I’ve been begging Zach to do a post on the last shows we went to and he won’t bite, so haha working mine in here. The last show we hit was Stereolab in Bordeaux back in 2019. My wife was pregnant at the time and found refuge on a side of the stage right next to the speaker with another expectant mother. Stereolab was one of those bands that I’d always wanted to see live and didn’t think I’d be able to until this reunion tour. Prepping to see the band, I came across this video on Chanel 4’s The Word. I instantly fell down the rabbit hole.
The Word was an after clubbing show that had all your greatest hits of 90s bands on it: Nirvana, The Sugarcubes. It’s part 60s mod club part 90s fashion horror show and every moment is brilliant. Stereolab was notoriously deadpan. Well, that might not even be sufficient. On The Word, they look comatose. Given the relentless beat of “French Disko,” the ADD of the camera work, and the melange of colors, it looks like the band is having the worst birthday party ever.
Bomba Estéreo - “Cosita Rica”
“Cosita Rica” was the first track that really got me into Colombia’s Bomba Estéro. And Bomba Estéro was the first Spanish-language band that I really got into. There’s just enough English to make your ears prick up if you’re not used to listening things in another language. The rhythm is universal.

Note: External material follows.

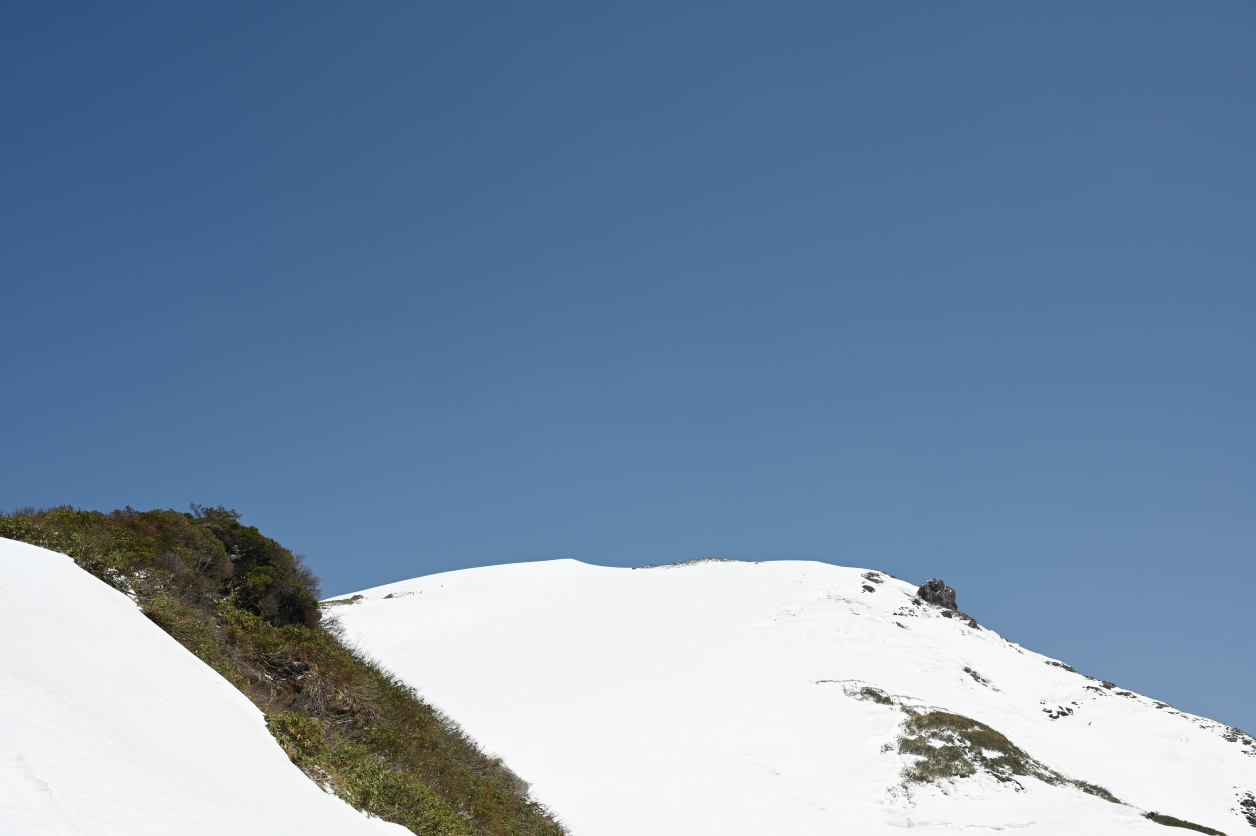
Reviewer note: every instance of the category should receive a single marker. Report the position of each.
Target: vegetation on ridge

When they burst onto the scene with tracks like this, Bomba Estéro’s uniqueness was in taking traditional rhythms and adding contemporary twist. I saw them live first at SOB in New York. It was one of those February nights where the air sweeps down the avenues and pierces into every fiber of your being. SOB was like the tropics. We wolf down caipirinhas until realizing what the price was. We moderated in time for the band to really start. Listening to this version it’s interesting to hear how the almost hypnotic lines of the rhythm section bump you into the echo effects of Li Saumet’s voice. The song seems to build and build and build until you come to this effervescent synth line. “You make me feel so ha-ha-high,” Saumet sings. And then punctuates the lyric with “carajo,” a slang Spanish term which probably translates something like “asshole.” It’s not an exclamation of disdain but one of pleasure and desire something beyond the physical.
Daft Punk - “Get Lucky”
Ok, I lied. I watched this music video. It’s pretty fucking amazing. But not nearly as good as this, what I consider to be the apex of the summer jam.
One Thing
Zach’s One Thing: Wavves - “King Of The Beach”

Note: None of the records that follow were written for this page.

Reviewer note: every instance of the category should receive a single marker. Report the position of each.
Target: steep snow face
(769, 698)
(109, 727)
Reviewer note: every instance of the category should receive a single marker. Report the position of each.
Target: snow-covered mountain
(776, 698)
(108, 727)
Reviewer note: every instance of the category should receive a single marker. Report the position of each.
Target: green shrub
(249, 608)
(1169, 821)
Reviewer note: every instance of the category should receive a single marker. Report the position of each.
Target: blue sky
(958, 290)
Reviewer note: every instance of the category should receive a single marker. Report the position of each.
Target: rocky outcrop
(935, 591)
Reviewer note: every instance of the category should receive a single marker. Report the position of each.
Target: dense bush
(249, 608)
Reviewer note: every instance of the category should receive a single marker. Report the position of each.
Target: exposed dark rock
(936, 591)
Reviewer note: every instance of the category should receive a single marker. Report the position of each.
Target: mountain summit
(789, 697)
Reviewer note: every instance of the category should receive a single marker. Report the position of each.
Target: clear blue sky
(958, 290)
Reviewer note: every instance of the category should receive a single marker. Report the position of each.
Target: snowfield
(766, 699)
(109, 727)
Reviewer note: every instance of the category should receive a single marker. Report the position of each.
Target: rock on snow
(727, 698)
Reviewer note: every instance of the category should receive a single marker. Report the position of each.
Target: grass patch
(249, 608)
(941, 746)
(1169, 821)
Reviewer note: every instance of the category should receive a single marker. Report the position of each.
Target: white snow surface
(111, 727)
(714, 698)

Since we’re talking about summer music… I still marvel at how successfully Wavves created the perfect summer rock album with “King Of The Beach”. It gets better with each year that passes and might be my frontrunner for best summer rock album of the last few decades.
Hank’s One Thing: Delete Your Email from Your Phone
You might notice that this post is coming to you a day later than usual. I was away and in the process decided to do something I hadn’t done in a while: leave my laptop at home and, after a day when I decided to “check,” I thought “I’m a fucking idiot. Why am I doing this?” and I deleted my work email from my phone. It was amazing. Do it. Seriously. Nothing is that urgent.
While you’re at it, turn off all your notifications.
Probably delete all your social media apps after that. I mean, who needs them if you’re not getting notified.
And leave your phone when you’re doing something like watching TV or going for a walk.
Or take it with you. When you get to a large body of water, use a sidearm motion and throw that sucker in. The surface area should give you a couple pretty damn good skips.